The date was November 9, 1993. I was 50 years old. For three days and two nights, my companion and I had seen no one else on Cedar Mesa. The canyon’s crystalline silence seemed alive with the fugitive presence of the ancients. What god or shaman had the artist painted in red ochre on the sandstone wall deep in the recesses of this gloomy alcove? Who had lived in those tiny stone-and-mud rooms now squashed beneath the fallen boulder?

It was getting late, and we needed to cross from the north to the south side of the canyon, then rim-walk by headlamp back to our car. On our way down, as we circled beneath an enormous hoodoo—an overhanging pillar of stone that seemed to guard this bend of the valley—we came across the finest ruin yet. Eight or 10 rooms, some with their pole-thatched roofs intact. On the left, one ledge up, a blank facade of mortared wall hid some inner sanctum. My companion stuck her head through the only portal in the wall. Her eyes slowly adjusted to the dim interior. Then she ducked back out. “David,” she said quietly, “you’re not going to believe this.”

I will not attempt to describe what lay behind the facade. Words cannot match the builders’ craft and cunning. Suffice it to say that the next two hours passed for us in a trance of astonishment. Twenty-five years later, that November afternoon remains one of the most enchanted interludes I’ve ever spent in the Southwest. But now, thanks to the malady that changed my life for good two and a half years ago, I know I will never be able to repeat such a hike. My enchantment with Cedar Mesa is steeped in sorrow.

Near the end of our visit, my thoughts cohered in a name. So this is Moon House, I mused. I had heard vague whisperings from the cognoscenti about the place, but no hint of how to find it. Instead, we had found the ruin by accident, aided by the instincts that were creeping into my topographical ken. And the solitude that graced our discovery intensified its magic.

moon house
Moon House, a cliff dwelling on Cedar Mesa, is now a popular site. Charlie Wood/GTPhoto

In May 2017, I stopped at the Kane Gulch Ranger Station on Cedar Mesa. Since 2010, a permit system has regulated the traffic to Moon House. The longtime ranger, Scott Edwards, told me, “They start lining up at dawn. Sit in lawn chairs in the parking lot. And once we open, the day’s permits are gone in two minutes flat.”

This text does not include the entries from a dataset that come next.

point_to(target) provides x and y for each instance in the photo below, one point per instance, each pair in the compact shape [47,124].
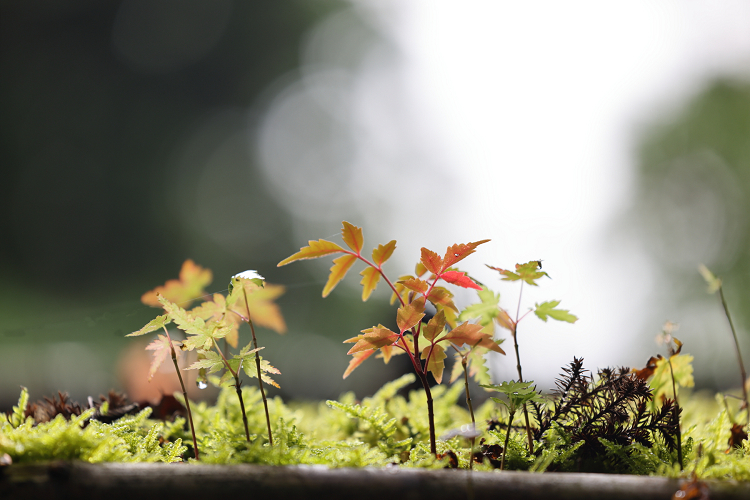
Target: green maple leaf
[548,309]
[517,393]
[661,382]
[485,311]
[153,325]
[162,348]
[528,272]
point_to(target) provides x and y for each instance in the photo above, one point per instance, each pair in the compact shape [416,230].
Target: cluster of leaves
[217,318]
[424,343]
[412,292]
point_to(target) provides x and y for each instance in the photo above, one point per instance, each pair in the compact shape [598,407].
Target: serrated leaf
[473,336]
[383,252]
[712,281]
[410,315]
[546,309]
[211,361]
[434,327]
[503,319]
[370,279]
[373,338]
[485,311]
[459,251]
[440,296]
[517,393]
[435,354]
[263,310]
[339,269]
[352,236]
[357,360]
[183,319]
[528,272]
[157,323]
[431,261]
[415,285]
[190,286]
[460,279]
[251,370]
[661,382]
[401,290]
[162,348]
[314,250]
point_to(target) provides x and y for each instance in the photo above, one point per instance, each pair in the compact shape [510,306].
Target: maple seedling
[161,346]
[412,294]
[219,318]
[518,394]
[527,273]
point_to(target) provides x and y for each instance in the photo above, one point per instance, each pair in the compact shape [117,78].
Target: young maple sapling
[219,318]
[489,308]
[518,394]
[412,293]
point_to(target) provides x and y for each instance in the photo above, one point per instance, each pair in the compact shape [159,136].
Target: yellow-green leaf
[383,252]
[434,327]
[153,325]
[410,314]
[314,250]
[370,279]
[352,236]
[373,338]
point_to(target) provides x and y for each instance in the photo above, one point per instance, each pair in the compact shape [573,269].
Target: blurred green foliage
[693,195]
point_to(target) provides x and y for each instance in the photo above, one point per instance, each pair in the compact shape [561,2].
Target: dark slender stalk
[257,366]
[677,414]
[507,438]
[739,355]
[464,363]
[237,385]
[520,374]
[430,412]
[184,394]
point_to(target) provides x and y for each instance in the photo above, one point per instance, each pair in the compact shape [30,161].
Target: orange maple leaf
[190,286]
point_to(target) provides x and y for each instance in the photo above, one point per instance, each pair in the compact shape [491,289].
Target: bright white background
[437,122]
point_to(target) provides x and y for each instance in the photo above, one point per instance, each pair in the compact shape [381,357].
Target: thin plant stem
[507,438]
[184,395]
[430,410]
[464,363]
[520,374]
[257,366]
[677,414]
[739,355]
[237,385]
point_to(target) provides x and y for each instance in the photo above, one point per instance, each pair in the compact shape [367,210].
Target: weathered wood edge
[115,481]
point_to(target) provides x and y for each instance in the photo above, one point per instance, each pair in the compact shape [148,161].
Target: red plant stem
[464,363]
[184,395]
[739,355]
[257,366]
[430,411]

It was inevitable that over the years, Moon House would become known, then jump to the top of every casual hiker’s Cedar Mesa tick list. During the last decade, websites extolling the ruin, complete with route directions and GPS coordinates, have proliferated on the internet. Yet Cedar Mesa retains its mysteries, and not even the staunchest of devotees can know them all.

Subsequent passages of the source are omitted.